В сентябре 1828 года Ганс Христиан Андерсен стал студентом. Это один из самых счастливых дней в его переполненной чувствами, но не событиями жизни...
Андерсен
Он едва не умирал от мысли, что он беднее церковной мыши и не способен сварить суп из колбасной палочки. Но его знакомые и друзья никогда и не знали всей степени его нищеты. Лишь бы не мёрзнуть по ночам в холодной комнате, не ходить в обносках и читать книги! Что такое книги? Это биение сердца человеческого, каждый удар — книга, а библиотеки — это хранительницы сердец.
Согреться было нечем, он согревался мыслями. Листья его души никогда не желтели. Копенгаген отворачивался от него, но Андерсен был достоин того, чтобы бороться за его благосклонность, если не понимание. Оденсе тоже отвернулся от него и ждал полного крушения. Победив Копенгаген, он выигрывал и у Оденсе. В родном городе с его чертами характера, наклонностями и талантами невозможно было достичь славы: люди не могли понять, что сын прачки, стиравшей их грязь, — носитель чистоты. Стоило вспомнить лица фабричных девушек, как сердце его сжималось, — не хотелось читать и думать, он мог лишь страдать.
Он засыпал только под утро, когда первые лучи уже готовились коснуться крыш и верхов деревьев, сон его не бывал крепок, сквозь сон чудилось, что тревожные мысли, отнимавшие силы, очеловечились, сидят на полу его комнатёнки и спорят о его ужасном будущем.
ЧАСТЬ ТРЕТЬЯ
Розы Андерсена
Теперь он был рад, что перенёс столько горя и
бедствий, — он лучше мог оценить своё счастье и
всё окружающее его великолепие. Большие лебеди
плавали вокруг него и ласкали его, гладили клювами.
В сад прибежали маленькие дети; они стали бросать
лебедям хлебные крошки и зёрна, а самый меньшой
из них закричал:
— Новый, новый!
И все остальные подхватили:
— Да, новый, новый! — хлопали в ладоши и приплясывали
от радости; потом побежали за отцом и матерью и опять
бросали в воду крошки хлеба и пирожного. Все говорили,
что новый красивее всех. Такой молоденький, прелестный!
И старые лебеди склонили перед ним головы.
А он совсем смутился и спрятал голову под крыло,
сам не зная зачем. Он был чересчур счастлив, но
нисколько не возгордился — доброе сердце не знает гордости,
помня то время, когда все его презирали и гнали.

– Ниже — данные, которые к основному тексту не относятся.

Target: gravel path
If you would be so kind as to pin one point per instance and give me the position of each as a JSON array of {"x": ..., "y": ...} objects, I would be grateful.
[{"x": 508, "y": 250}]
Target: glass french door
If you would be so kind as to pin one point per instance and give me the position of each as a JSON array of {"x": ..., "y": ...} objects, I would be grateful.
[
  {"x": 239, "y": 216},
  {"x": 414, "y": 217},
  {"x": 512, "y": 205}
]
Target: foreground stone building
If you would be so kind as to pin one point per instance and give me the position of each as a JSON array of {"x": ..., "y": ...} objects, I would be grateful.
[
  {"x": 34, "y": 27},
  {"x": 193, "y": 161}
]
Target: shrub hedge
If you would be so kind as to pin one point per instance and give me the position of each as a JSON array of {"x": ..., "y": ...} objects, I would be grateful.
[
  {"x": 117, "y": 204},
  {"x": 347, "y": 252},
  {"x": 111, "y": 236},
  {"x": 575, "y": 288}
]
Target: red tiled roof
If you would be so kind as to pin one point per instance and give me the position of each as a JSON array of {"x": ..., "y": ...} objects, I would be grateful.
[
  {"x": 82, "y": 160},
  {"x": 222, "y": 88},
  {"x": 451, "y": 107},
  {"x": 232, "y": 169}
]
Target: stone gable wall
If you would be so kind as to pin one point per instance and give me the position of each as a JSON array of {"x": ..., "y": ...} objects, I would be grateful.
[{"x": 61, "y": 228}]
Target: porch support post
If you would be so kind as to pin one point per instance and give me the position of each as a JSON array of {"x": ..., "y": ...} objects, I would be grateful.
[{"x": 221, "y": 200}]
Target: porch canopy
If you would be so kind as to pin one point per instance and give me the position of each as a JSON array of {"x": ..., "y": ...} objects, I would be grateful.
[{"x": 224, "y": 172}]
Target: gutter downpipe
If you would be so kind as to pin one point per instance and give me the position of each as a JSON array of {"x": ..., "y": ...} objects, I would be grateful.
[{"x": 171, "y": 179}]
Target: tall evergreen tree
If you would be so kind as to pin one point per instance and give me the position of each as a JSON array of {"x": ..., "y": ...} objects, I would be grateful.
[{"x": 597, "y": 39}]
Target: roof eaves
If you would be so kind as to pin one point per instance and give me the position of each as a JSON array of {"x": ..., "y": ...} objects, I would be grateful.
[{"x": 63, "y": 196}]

А теперь все говорят, что он прекраснейший между
прекрасными птицами! Сирень склоняла к нему в воду
свои душистые ветви, солнышко светило так славно...
И вот крылья его зашумели, стройная шея выпрямилась,
а из груди вырвался ликующий крик:
— Мог ли я мечтать о таком счастье, когда был ещё гадким утёнком!
ПЕРВОЕ ПУТЕШЕСТВИЕ. О, ИТАЛИЯ
До свидания, госпожа Дания!
— До свидания, господин Андерсен!
Он избавлялся от Копенгагена или столица избавлялась от него? И то и другое было верно. Город и человек устали друг от друга: может быть, потому, что слишком страстно любили друг друга.
Андерсену стало узко в пространстве Дании. Ещё несколько лет назад просторы страны были необозримы, но люди столицы резко сузили это пространство. У него уже не было сил терпеть насмешки, издевательства, молчаливые улыбки неуважения: нет пророка в своём отечестве. Но он не собирался становиться пророком: он хотел стать собой. Как дерево, он мечтал, что все его ветки раскинутся в полную мощь, листья будут зеленеть на радость людям, а цветы — благоухать.